KINDER: NEUROLEPTIKAGEBRAUCH STEIGT

Ein führender Mitarbeiter der Firma Eli Lilly (USA) rät in einer im März dieses Jahres bekannt gewordenen E-Mail den Außendienstlern, bei Kinderärzten und Kinder- und Jugendpsychiatern für Minderjährige mit Aufmerksamkeitsstörung (ADHS) nicht nur Atomoxetin (STRATTERA) zu bewerben, sondern auch das für diese Indikation nicht zugelassene "atypische" Neuroleptikum Olanzapin (ZYPREXA, Generika).1 Solche Marketingstrategien und die Ausweitung psychiatrischer Diagnosen wie bipolare Störung auf Kinder dürften Gründe dafür sein, dass Kinder und Jugendliche in den USA seit Jahren zunehmend Antipsychotika erhalten.2-5 In Europa lagen dazu bislang kaum Zahlen vor.
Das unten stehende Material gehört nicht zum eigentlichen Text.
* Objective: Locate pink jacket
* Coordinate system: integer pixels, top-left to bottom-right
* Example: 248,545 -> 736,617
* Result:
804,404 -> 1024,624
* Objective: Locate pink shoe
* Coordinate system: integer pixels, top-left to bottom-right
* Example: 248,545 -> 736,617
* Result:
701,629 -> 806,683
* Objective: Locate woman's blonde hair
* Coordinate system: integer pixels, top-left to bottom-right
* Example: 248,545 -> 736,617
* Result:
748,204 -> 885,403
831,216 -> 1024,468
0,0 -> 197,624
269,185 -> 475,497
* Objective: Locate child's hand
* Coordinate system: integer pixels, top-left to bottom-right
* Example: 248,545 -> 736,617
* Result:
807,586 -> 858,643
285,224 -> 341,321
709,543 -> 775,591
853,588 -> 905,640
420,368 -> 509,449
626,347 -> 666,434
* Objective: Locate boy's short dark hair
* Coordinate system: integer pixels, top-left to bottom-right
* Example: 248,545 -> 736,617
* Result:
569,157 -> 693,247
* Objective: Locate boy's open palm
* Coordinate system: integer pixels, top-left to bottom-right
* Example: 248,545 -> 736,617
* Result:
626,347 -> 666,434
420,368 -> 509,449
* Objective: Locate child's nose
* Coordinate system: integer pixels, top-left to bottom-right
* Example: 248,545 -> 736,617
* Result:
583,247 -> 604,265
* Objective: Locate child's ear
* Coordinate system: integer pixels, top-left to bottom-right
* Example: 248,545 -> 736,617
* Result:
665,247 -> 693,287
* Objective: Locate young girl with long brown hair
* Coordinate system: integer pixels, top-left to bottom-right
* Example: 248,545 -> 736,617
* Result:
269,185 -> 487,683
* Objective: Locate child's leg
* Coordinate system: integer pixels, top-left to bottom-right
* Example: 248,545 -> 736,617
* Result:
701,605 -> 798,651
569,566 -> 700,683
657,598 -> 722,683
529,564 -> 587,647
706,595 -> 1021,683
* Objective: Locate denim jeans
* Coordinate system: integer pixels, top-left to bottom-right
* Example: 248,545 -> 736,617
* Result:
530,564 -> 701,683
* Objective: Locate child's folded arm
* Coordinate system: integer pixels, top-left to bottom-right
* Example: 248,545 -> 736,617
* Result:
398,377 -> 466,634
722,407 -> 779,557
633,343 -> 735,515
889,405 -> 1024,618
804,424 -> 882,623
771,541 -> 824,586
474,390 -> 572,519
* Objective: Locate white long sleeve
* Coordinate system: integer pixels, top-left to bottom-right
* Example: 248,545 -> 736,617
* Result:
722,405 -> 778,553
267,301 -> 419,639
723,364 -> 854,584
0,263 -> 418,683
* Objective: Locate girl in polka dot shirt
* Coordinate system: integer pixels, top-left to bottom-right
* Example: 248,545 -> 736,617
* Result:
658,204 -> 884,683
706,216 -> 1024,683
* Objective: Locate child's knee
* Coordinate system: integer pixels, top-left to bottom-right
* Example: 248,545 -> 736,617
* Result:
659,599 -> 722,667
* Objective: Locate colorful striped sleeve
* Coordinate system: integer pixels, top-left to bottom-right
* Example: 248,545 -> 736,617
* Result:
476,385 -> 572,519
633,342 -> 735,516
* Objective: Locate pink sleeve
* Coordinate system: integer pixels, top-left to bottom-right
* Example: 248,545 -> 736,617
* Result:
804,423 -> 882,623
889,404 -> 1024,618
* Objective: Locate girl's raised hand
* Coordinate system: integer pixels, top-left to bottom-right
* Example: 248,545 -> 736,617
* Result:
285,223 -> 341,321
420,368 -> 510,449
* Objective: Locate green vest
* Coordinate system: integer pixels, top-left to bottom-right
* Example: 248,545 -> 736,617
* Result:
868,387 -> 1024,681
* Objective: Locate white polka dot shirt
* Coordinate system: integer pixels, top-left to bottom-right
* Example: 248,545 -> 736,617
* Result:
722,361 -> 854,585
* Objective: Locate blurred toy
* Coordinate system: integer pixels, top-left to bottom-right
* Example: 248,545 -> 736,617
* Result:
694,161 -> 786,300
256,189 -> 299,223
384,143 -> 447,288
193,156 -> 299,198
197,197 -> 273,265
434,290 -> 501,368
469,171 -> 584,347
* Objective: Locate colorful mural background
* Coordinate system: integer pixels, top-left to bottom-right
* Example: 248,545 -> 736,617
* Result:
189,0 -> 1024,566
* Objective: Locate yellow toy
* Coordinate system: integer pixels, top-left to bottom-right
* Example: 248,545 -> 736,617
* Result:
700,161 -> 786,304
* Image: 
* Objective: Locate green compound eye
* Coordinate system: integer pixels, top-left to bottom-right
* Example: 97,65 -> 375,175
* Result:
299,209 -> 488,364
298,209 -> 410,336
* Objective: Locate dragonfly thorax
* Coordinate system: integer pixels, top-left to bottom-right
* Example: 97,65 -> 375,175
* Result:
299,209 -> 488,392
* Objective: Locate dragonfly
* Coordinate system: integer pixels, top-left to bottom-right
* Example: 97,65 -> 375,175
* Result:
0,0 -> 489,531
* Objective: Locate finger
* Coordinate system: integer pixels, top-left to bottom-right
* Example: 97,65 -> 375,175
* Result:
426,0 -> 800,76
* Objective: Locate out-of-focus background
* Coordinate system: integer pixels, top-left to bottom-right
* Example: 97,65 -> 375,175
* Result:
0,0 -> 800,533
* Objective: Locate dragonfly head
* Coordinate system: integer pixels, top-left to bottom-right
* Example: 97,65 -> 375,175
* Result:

Eine aktuelle niederländische Studie6 mit Daten zu ca. 500.000 Versicherten lässt nun ebenfalls einen deutlichen Anstieg erkennen: Von 1997 bis 2005 hat sich der Antipsychotika-Gebrauch bei unter 19-Jährigen von 30 auf 68 pro 10.000 Jugendliche pro Jahr mehr als verdoppelt. Während die Verwendung klassischer Neuroleptika nahezu konstant bleibt, hat sich die Einnahme von "Atypika" verneunfacht. Vor allem bei den Fünf- bis Neunjährigen werden "atypische" Mittel besonders häufig neu verordnet. In dieser Altersgruppe ist die Anwendungsdauer von Neuroleptika mit im Median 5,1 Jahren zudem am längsten.6 Auch nach Daten aus rund 400 britischen Hausarztpraxen erhalten unter 18-Jährige 2005 doppelt so viele Neuroleptika wie 1992. Der Anstieg betrifft ebenfalls vorwiegend Kinder und basiert vor allem auf Off-label-Gebrauch.7 Nach Daten des Wissenschaftlichen Instituts der AOK (WIdO) nehmen auch in Deutschland die Verordnungen von Olanzapin und Risperidon (RISPERDAL, Generika) für 5- bis 15-Jährige zu, ebenso für die 15- bis 20-Jährigen (s. Tabelle).8

Von den "Atypika" ist in Deutschland lediglich Risperidon für Kinder und Jugendliche und auch nur bei Verhaltensstörungen im Rahmen einer Intelligenzminderung zugelassen. Trotz unzureichender Datenlage zu Wirksamkeit und Sicherheit und fehlender Zulassung der anderen "Atypika" nimmt die Hemmschwelle offenbar ab, diese Neuroleptika Off label bei Kindern und Jugendlichen anzuwenden. Hierauf deuten die beträchtlichen Off-label-Verordnungen von Olanzapin und Quetiapin (SEROQUEL) für 15- bis 20-Jährige.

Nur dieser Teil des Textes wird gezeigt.